The study uses Webb’s Near Infrared Spectrograph to obtain observations of H2O, CO2, and CO in a targeted suite of active Centaurs, and includes sensitive searches for water ice absorption in the coma,” DiSanti said.

The telescope is uniquely suited for this study because it “can measure the strongest bands of H2O and CO2, neither of which can be observed from the ground because they are totally obscured by Earth’s atmosphere, and also CO, all with unprecedented sensitivity. Obtaining an inventory of H2O, CO2, and CO in active Centaurs is vital to understanding their composition and activity,” he said.

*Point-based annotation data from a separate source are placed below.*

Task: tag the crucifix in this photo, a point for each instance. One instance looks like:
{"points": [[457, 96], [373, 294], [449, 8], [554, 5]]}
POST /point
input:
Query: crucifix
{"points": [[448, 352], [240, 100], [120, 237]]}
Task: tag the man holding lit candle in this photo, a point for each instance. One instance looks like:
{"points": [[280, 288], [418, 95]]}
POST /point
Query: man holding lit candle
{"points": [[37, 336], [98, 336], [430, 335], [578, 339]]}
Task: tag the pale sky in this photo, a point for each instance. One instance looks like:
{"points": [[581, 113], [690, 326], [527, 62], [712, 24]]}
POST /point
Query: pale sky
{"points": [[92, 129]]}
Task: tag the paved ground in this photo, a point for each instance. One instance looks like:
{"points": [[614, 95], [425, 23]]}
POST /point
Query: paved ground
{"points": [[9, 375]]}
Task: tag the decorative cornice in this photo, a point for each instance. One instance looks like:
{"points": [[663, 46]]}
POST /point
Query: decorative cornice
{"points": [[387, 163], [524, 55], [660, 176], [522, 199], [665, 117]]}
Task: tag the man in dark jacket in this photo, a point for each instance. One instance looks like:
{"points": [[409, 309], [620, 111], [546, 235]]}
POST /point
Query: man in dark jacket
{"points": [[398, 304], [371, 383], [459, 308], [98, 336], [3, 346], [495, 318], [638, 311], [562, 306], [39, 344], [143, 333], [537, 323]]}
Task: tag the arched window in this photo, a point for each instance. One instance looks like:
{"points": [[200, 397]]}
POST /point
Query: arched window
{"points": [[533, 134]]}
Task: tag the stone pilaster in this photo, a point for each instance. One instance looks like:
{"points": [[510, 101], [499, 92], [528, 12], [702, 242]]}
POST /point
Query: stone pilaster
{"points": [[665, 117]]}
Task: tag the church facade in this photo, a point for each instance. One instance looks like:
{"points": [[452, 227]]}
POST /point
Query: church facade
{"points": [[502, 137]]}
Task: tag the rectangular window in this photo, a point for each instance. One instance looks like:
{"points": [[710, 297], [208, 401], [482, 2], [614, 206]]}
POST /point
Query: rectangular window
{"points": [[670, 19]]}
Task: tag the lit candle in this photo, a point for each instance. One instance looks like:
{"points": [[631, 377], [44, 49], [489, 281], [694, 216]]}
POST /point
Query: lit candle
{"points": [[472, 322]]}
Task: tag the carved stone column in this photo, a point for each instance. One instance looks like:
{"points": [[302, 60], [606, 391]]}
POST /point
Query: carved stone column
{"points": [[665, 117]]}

DiSanti grew up in the small village of San Cristobal north of Taos, adopted along with his brother by acclaimed folk singer and New Mexico folk music ethnologist Jenny Vincent and her husband Craig, after their father died.

DiSanti grew up in the small village of San Cristobal north of Taos, adopted along with his brother by acclaimed folk singer and New Mexico folk music ethnologist Jenny Vincent and her husband Craig, after their father died.

He left the wide-open starry skies of northern New Mexico to study astrophysics and chemistry at UNM and stayed for a master’s in physics.

DiSanti went to the University of Arizona for his PhD. His thesis looked at ionized water vapor in comet Halley.

Since then, his focus has remained on comets, those streaking lumps of ice, rock and dust that contain the record of the conditions of the early solar system.

That’s why closer study of Centaurs is his focus now — because of the clues they provide as to how solar systems are formed.

“What we can learn from comets, including Centaurs, can teach us about chemical conditions in regions that cannot be observed directly,” he said. “There’s a cottage industry of chemical modeling of disks around stars. And yet we can’t really see directly into the cold disk midplane region, as there’s a lot of material blocking the wavelengths of interest. So that’s another important aspect of comets. They provide a means of probing the once heavily shielded midplane region of our solar system’s own protoplanetary disk.”

Centaurs, much like Pluto, spend billions of years in the Kuiper Belt, a flattened distribution of solar system bodies beyond Neptune, before they get kicked into closer trajectories.

“It’s mostly primitive material remaining from the formation epoch,” DiSanti said. “Centaurs are part of the puzzle. Exactly how they fit, we don’t yet know, but the Webb study is expected to provide key insights.”

“Four of the six targeted Centaurs have already been observed through Webb, and analysis is ongoing,” DiSanti said. Publication of initial results is expected sometime in 2023.